The canopy crane was one of many newsworthy glimpses of the research center during a recent "media day" the Smithsonian staged for science writers.
Researchers here study the Chesapeake, its wooded and marshy edges, on fronts that range from orchids to jellyfish, from blue crabs to invasive species in ballast water from foreign ships.
Competition for money in the science world is intense, and publicity doesn't hurt.
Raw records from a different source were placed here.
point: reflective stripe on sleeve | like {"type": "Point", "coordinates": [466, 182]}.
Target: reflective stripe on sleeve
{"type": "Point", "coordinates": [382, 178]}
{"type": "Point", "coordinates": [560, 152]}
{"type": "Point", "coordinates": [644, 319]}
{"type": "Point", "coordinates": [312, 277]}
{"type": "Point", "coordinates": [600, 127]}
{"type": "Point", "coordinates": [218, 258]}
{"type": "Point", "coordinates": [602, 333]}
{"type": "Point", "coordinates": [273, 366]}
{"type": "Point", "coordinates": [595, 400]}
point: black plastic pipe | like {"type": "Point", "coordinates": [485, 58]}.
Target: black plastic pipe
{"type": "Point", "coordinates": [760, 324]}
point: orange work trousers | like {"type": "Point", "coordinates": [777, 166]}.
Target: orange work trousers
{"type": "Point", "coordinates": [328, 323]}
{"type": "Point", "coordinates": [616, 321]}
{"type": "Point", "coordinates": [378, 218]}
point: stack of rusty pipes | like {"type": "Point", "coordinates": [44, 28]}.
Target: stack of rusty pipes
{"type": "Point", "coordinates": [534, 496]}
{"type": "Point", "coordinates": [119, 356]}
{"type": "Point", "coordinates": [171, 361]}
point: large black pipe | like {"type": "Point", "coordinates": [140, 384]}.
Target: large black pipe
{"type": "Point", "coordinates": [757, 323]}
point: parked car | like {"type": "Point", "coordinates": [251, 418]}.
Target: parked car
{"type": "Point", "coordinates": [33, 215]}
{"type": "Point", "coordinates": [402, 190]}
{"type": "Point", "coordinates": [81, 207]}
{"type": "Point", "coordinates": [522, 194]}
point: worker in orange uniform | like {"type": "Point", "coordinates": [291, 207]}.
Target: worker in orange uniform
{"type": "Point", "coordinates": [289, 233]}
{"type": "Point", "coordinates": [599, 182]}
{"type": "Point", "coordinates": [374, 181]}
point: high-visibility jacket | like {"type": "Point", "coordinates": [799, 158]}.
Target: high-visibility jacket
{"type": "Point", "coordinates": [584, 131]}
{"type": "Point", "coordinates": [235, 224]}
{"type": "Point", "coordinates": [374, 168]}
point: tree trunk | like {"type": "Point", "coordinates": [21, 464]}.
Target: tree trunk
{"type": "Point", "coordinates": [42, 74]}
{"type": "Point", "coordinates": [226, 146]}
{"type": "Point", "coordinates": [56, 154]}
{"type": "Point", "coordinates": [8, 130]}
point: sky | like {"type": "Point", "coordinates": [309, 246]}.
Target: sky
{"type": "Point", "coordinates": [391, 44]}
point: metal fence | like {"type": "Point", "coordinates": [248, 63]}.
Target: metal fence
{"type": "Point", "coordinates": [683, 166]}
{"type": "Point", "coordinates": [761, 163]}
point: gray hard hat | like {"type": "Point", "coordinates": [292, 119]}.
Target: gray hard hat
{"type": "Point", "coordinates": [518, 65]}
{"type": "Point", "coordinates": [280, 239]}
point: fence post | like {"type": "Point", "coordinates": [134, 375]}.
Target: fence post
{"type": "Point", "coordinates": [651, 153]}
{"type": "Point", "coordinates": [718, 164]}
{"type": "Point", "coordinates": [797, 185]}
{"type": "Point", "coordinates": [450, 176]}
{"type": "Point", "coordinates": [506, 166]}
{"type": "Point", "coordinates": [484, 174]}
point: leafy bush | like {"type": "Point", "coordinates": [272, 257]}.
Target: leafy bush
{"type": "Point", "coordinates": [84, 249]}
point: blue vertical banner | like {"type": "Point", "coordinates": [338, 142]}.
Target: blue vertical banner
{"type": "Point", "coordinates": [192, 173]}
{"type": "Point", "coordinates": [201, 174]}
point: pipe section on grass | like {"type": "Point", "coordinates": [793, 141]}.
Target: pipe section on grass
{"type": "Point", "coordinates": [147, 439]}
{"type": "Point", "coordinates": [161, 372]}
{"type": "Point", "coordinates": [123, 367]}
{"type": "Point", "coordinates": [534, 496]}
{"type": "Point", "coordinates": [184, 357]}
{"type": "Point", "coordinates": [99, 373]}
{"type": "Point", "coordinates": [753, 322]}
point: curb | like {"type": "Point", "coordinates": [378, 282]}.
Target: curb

And we in the media know readers like fascinating insights into the worlds of science and nature.
What seldom gets its due in all this is the abiding importance of the institutions themselves, of maintaining bastions of research like this center around bay and globe.
I consider our marine research institutions the modern equivalent of forts whose cannons protected the approaches to harbors and coastlines during times of war; as latter-day equivalents of the monasteries that tended knowledge during the Dark Ages.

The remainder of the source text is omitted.